Afinal de contas, são as pessoas que estão no centro da estratégia de Pontevedra — o mote desde o início do mandato de Fernandez Lores tem sido “menos carros, mais cidade”, esta não se faz sem os seus habitantes. Em 1999, o autarca encontrou um centro histórico despojado e um ritmo de crescimento populacional estagnado. Hoje, é a cidade que mais cresce na Galiza. “As pessoas estão a sair dos subúrbios e até de outras partes de Espanha e a vir para a cidade”, comenta o edil.
Ruas mais seguras e com muito melhor qualidade de ar — os níveis de CO2 caíram em dois terços nestes 24 anos — acolheram famílias mais novas a procurar assentar. Além da revitalização demográfica, a chegada de novas gerações também trouxe consigo fôlego económico.
O que antes eram apenas locais de passagem para carros são hoje vias repletas de comércio local a beneficiar do fluxo de potenciais clientes que deambulam a pé. Como resultado, Pontevedra é a cidade cuja economia local mais cresceu na Galiza entre 2016 e 2020, aponta o Fast Company. Acompanhando este apoio aos pequenos comerciantes, Fernandez Lores também tem pautado a sua atuação por impedir a construção de novos centros comerciais nos subúrbios, temendo que estes desviassem o foco do centro pedonal.
A última lição a retirar de Pontevedra é que, com coerência e persistência, medidas como as tomadas podem chocar a início, mas com tempo tornam-se trunfos políticos. Numa fase em que vários autarcas voltaram atrás com algumas das políticas de mobilidade — veja-se a estagnação da criação de ciclovias ou o bloqueio da zona de baixas emissões em Lisboa —, a longevidade de Fernandez Lores à frente da cidade galega demonstra consenso junto dos habitantes.

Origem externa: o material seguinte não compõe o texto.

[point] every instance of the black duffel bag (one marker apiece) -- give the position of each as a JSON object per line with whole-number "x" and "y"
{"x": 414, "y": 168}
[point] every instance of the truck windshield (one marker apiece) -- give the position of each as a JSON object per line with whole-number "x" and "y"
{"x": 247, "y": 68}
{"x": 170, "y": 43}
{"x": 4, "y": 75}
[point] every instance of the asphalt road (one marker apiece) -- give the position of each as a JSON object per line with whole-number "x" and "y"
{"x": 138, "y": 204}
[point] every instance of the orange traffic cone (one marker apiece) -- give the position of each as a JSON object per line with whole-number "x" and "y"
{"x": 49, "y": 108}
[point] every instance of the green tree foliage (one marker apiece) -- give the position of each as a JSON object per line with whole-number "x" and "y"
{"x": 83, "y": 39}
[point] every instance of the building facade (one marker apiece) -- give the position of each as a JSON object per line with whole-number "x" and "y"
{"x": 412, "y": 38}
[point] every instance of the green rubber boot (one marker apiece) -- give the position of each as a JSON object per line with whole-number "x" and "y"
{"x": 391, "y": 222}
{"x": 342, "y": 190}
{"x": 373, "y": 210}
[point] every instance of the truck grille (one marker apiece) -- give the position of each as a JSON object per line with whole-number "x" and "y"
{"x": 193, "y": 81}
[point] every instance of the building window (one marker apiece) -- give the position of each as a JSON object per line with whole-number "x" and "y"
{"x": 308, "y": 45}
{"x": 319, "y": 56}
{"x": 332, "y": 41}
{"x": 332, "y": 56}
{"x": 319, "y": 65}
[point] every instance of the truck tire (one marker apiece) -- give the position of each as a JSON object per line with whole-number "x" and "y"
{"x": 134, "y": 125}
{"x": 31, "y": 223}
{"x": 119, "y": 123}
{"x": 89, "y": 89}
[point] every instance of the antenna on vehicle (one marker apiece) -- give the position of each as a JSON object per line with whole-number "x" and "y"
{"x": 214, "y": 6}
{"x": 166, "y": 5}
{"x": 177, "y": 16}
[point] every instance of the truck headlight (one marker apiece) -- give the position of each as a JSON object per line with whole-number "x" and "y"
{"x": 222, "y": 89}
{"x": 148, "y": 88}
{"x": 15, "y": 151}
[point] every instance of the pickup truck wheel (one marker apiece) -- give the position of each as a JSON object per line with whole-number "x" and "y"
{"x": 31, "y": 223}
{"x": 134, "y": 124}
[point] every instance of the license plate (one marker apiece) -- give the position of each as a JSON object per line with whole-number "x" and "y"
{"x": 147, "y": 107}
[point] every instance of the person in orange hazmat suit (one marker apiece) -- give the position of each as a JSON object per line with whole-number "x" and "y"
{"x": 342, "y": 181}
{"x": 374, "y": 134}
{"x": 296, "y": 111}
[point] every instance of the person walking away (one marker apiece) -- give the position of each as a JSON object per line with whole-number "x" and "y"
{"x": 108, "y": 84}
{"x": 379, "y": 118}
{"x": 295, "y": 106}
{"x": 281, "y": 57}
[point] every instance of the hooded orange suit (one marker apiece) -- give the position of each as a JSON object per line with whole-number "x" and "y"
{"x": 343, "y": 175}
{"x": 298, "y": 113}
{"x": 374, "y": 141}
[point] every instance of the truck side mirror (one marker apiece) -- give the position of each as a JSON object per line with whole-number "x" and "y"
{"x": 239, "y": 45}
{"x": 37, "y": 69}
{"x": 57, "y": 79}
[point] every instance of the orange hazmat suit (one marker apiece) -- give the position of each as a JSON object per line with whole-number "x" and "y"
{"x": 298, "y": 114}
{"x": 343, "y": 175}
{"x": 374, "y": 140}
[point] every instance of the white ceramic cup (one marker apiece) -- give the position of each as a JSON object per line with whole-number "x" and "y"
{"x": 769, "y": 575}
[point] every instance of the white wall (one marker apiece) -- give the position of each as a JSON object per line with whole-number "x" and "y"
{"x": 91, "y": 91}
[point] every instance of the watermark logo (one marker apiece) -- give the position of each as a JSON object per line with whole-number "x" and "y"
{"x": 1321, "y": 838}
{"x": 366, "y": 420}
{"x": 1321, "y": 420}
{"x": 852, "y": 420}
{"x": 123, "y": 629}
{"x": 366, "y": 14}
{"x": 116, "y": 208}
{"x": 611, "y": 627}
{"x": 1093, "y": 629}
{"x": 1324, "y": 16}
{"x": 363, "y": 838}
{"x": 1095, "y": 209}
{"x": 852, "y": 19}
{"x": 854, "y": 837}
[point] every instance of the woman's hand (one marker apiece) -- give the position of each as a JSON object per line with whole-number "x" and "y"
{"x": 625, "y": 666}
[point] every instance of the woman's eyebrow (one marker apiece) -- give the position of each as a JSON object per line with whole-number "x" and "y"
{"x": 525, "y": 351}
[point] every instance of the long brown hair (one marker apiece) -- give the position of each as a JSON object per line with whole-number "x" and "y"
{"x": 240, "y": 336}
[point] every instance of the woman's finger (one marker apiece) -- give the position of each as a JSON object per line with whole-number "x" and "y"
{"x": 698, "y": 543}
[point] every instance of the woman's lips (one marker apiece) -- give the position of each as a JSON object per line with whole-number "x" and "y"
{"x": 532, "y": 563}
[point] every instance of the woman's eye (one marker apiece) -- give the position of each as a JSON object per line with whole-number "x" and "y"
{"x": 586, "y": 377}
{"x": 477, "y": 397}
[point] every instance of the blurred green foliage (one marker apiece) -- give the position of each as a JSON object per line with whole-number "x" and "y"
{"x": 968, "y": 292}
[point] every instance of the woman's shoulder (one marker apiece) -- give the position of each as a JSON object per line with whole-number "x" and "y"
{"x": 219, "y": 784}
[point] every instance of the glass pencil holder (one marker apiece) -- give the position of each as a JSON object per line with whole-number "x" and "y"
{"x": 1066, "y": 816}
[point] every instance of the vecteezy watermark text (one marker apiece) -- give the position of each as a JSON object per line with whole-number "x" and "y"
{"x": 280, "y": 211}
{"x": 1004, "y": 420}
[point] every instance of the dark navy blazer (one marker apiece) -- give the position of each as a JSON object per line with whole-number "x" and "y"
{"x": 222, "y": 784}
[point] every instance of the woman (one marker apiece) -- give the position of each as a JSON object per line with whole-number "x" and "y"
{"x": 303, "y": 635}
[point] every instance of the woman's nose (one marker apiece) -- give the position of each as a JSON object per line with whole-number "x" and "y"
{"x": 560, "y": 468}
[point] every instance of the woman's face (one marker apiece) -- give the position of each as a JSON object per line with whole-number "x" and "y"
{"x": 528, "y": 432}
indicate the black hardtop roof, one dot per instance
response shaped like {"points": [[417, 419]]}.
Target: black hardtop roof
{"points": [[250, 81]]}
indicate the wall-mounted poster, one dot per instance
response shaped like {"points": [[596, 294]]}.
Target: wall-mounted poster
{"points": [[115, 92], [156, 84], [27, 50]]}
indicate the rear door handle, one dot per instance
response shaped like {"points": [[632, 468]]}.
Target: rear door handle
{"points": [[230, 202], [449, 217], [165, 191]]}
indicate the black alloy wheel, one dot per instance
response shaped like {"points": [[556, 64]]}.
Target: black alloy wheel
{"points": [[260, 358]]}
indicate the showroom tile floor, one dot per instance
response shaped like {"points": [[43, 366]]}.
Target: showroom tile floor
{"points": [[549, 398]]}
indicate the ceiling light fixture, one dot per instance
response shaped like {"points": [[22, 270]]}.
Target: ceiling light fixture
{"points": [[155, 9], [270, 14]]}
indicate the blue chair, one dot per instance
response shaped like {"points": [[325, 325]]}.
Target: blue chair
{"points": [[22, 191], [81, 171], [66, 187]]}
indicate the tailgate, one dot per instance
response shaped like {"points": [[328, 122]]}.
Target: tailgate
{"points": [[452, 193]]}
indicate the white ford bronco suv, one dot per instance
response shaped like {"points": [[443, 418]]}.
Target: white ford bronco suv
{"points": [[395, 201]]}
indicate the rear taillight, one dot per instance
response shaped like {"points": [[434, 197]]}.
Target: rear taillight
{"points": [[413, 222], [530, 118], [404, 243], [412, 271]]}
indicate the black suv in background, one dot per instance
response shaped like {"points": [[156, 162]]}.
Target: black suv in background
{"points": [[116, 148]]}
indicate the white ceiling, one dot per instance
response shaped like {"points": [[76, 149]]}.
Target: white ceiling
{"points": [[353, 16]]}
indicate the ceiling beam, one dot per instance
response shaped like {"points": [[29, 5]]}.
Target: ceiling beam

Fernandez Lores é o presidente da câmara que está há mais tempo no cargo em Espanha, e esse caminho tem sido seguido sem ceder a pressões, nem mesmo de forças políticas à direita, como o Vox. “Não é meu dever enquanto presidente garantir que vocês tenham um lugar de estacionamento”, disse em 2020. “Para mim, é o mesmo que comprarem uma vaca ou um frigorífico e depois perguntarem-me onde podem arrumá-los”, completou.